Inspired by both Lean and Agile development theories, Lean UX basically employs design “sprints” to visualize solutions in just enough fidelity to get the feedback necessary to iterate on them. Like in Agile, the emphasis is on learning while doing, continually focusing and refining ideas through a series of rapid cycles of creation, feedback, and refinement. The UX designer still drives the process and makes the key decisions, but he or she does so with a greater sense of reality provided by regular input from those whom the solution must satisfy.
The key to Lean UX is deemphasizing deliverables in favor of real-time communication. Instead of spending a month in relative isolation to produce an elaborate, comprehensive, high-fidelity wireframe document, the UX designer instead develops wireframes in short, successive bursts, with just enough fidelity to gather feedback. This has the added advantage of enabling developers to assess the technical feasibility of the proposed solution before it goes too far down an unworkable path.

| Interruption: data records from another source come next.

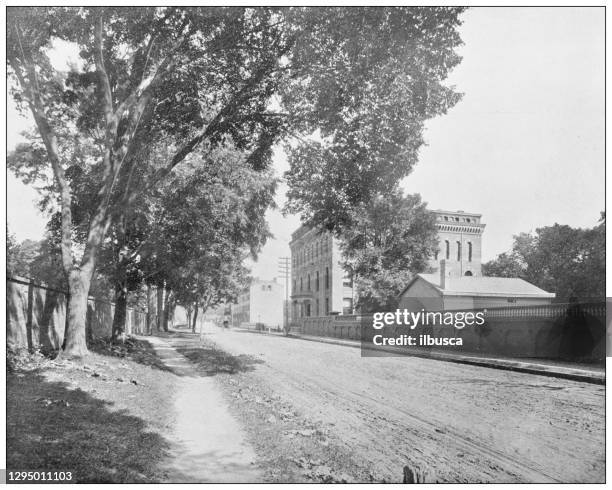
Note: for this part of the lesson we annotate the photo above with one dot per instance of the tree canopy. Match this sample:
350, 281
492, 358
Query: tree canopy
154, 86
567, 261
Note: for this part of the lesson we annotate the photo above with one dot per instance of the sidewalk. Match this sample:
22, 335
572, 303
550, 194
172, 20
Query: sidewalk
558, 369
209, 445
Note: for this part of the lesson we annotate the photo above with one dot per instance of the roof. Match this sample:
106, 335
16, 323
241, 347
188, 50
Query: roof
483, 286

Of course, old habits and approaches are challenging to dislodge. So, while Lean UX has practically taken over in areas like mobile product development, it has still not been fully integrated into many large-scale, enterprise web projects. Part of this is due to the comfort of traditional waterfall specialization when it comes to planning, scheduling, and resourcing. However, the tide is slowly but surely turning, and we plan to be there to help our clients make the transition.
At Celerity, Lean UX aligns well with our overarching emphasis on digital business transformation as well as our commitment to Agile development processes. As we’ve developed long-term relationships with our clients based on trust, they’ve come to rely on us to test their assumptions, evaluate the ways they work, and push them to take some chances. We are confident that, as Lean UX and Agile are embraced by more and more project teams, not only will user experiences improve, but so will the satisfaction of individual team members.